Nei paesi nordici, dove la muta vocale è anticipata rispetto ai nostri climi di circa un anno, nei cori di bambini si sostituiscono i maschi con le femmine.
Anche da noi, tuttavia il periodo di voce bianca nel canto è più breve nei maschi che nelle femmine; le difficoltà maggiori riguardano inizialmente l’emissione del registro acuto, che può non essere emesso oppure risultare stimbrato perdendo intensità e limpidezza. In seguito il disagio si estende al registro centrale tanto che in questo periodo non è più possibile praticare il canto corale. All’analisi spettrografica, l’irregolarità vibratoria si traduce graficamente in scarti considerevoli di altezza della f0 che si succedono nel tempo l’uno all’altro; all’analisi sonografica la velatura timbrica viene evidenziata dalla presenza di bande di rumore continue in bassa frequenza.
All’ esame laringoscopico in questo periodo spesso è evidenziabile un’iperemia diffusa delle corde vocali vere ed una insufficienza adduttoria nel terzo posteriore, con il quadro detto di triangolo della muta.
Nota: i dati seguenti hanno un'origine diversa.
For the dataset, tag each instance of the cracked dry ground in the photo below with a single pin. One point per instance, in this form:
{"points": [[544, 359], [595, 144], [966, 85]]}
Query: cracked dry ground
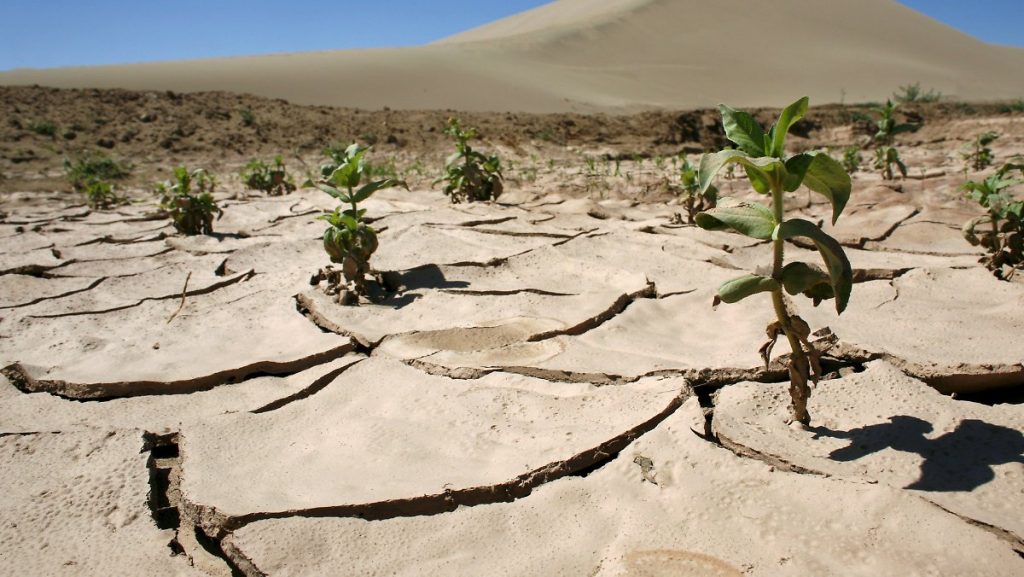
{"points": [[548, 393]]}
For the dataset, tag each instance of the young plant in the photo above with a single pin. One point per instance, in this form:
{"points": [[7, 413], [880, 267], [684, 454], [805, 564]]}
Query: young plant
{"points": [[469, 175], [762, 155], [270, 178], [349, 240], [89, 167], [188, 202], [886, 154], [694, 199], [1005, 238], [977, 155]]}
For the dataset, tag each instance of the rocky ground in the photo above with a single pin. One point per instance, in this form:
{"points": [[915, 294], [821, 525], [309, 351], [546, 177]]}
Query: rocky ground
{"points": [[548, 392]]}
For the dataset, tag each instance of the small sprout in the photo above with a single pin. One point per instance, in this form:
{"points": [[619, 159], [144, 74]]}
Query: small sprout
{"points": [[977, 155], [886, 155], [1005, 238], [762, 155], [469, 174], [187, 200], [89, 167], [270, 178], [694, 200], [349, 240]]}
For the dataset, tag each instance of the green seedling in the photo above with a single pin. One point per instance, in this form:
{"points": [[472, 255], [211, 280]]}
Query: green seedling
{"points": [[886, 154], [89, 167], [349, 240], [1004, 239], [694, 199], [469, 175], [270, 178], [187, 200], [762, 155], [977, 155]]}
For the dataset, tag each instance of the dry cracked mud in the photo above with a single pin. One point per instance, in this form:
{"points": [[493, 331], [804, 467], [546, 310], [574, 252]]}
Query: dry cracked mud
{"points": [[546, 389]]}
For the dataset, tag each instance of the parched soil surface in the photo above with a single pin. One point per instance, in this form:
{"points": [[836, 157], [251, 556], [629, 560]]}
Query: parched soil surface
{"points": [[543, 387]]}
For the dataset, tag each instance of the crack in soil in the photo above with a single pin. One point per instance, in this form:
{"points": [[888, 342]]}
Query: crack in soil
{"points": [[102, 392], [91, 286], [585, 462], [240, 278]]}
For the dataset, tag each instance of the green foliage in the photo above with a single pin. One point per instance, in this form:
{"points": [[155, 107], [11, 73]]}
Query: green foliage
{"points": [[89, 167], [851, 159], [694, 200], [914, 93], [886, 154], [469, 175], [1005, 236], [43, 127], [977, 155], [349, 241], [270, 178], [187, 200], [762, 156]]}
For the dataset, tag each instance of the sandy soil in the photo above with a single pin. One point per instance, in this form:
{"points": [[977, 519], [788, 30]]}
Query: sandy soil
{"points": [[548, 392], [582, 55]]}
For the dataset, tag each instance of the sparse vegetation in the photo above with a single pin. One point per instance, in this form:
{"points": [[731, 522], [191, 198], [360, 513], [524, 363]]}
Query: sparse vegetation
{"points": [[694, 199], [977, 155], [886, 154], [469, 175], [188, 201], [89, 167], [270, 178], [1005, 236], [914, 93], [349, 240], [763, 157]]}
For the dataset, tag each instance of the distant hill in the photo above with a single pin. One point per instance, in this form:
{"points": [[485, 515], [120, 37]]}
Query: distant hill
{"points": [[582, 55]]}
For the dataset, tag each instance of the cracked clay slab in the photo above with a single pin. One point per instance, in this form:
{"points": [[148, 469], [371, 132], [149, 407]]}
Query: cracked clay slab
{"points": [[883, 426], [387, 435], [711, 513], [76, 503]]}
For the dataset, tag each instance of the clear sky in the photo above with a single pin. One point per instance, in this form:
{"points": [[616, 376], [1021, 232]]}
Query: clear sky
{"points": [[57, 33]]}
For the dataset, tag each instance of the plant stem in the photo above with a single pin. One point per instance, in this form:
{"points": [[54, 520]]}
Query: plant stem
{"points": [[799, 365]]}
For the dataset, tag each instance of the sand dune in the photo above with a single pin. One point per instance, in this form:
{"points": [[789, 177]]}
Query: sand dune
{"points": [[614, 55]]}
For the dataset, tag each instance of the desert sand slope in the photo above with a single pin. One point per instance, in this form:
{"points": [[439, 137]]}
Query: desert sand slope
{"points": [[578, 55]]}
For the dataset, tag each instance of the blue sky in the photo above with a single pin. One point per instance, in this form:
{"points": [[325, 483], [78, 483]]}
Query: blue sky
{"points": [[55, 33]]}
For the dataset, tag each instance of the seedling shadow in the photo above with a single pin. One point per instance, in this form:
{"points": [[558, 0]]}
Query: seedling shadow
{"points": [[400, 286], [961, 460]]}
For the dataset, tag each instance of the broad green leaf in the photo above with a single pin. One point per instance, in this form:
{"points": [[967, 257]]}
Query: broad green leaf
{"points": [[836, 260], [738, 289], [343, 197], [800, 278], [820, 173], [364, 193], [743, 130], [713, 163], [751, 219], [790, 116]]}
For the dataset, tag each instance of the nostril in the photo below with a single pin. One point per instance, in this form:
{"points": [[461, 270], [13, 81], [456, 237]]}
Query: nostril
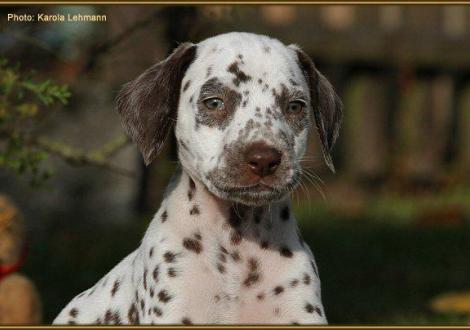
{"points": [[262, 159]]}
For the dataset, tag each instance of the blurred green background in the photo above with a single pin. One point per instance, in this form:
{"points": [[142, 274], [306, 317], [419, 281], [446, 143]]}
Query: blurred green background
{"points": [[390, 230]]}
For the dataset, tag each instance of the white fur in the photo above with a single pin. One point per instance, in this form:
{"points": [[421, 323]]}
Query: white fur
{"points": [[199, 291]]}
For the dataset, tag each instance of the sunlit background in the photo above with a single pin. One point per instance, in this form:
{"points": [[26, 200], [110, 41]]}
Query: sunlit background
{"points": [[390, 230]]}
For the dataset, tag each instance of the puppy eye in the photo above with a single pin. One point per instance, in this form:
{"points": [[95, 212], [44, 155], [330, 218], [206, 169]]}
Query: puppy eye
{"points": [[214, 103], [295, 107]]}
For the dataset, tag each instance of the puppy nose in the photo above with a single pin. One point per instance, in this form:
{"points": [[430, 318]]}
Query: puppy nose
{"points": [[262, 159]]}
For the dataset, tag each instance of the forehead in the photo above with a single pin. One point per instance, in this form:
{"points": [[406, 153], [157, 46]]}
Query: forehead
{"points": [[245, 57]]}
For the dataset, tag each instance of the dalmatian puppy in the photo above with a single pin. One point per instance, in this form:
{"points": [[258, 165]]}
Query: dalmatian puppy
{"points": [[224, 247]]}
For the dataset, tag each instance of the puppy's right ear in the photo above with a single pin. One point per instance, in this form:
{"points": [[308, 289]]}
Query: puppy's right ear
{"points": [[148, 105]]}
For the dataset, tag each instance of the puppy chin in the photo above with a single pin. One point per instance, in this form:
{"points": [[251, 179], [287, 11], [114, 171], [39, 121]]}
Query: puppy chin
{"points": [[248, 198]]}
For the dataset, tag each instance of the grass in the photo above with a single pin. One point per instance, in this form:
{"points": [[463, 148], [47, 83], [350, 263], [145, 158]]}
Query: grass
{"points": [[382, 265]]}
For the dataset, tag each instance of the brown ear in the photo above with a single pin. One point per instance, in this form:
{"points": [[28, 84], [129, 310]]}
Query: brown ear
{"points": [[327, 106], [148, 105]]}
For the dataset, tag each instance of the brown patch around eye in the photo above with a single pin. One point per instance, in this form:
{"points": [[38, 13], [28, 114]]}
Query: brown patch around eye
{"points": [[217, 118], [240, 76]]}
Sempre ricordando la legge biologica per la quale tanto maggiore è l’accrescimento di un organo, tanto più esso è delicato, risulta chiaro da quanto sopra esposto che la laringe maschile in corso di muta vocalica è più delicata di quella femminile.
Durante questo delicato periodo, tuttavia, non è “proibito” cantare, ma va evitato che il canto sia traumatizzante, per cui dovrà essere:
• di breve durata;
• di tessitura adeguata, cioè limitata, ed evitare gli estremi limiti e, soprattutto, la zona del passaggio di registro;
• di intensità adeguata, ricordando che il mezzoforte è l’intensità meno traumatizzante, mentre piano e pianissimo sono estremamente dannosi.
Per quanto riguarda il parlato, la sonorità mezzoforte non è traumatizzante ed avviene ai limiti inferiori della tessitura, senza toccare la zona di passaggio, mentre sono deleteri per la laringe il parlato “sottovoce” e la voce “afona”; gli esercizi articolatori non influiscono negativamente sulla laringe.
Non si dimentichi che durante la muta è possibile, oltre che consigliato, proseguire l’educazione musicale esecutiva mediante il “fischio”, che si avvale delle stesse modalità respiratorie del canto e mediante l’uso di strumenti a fiato (specie flauto dolce e traverso).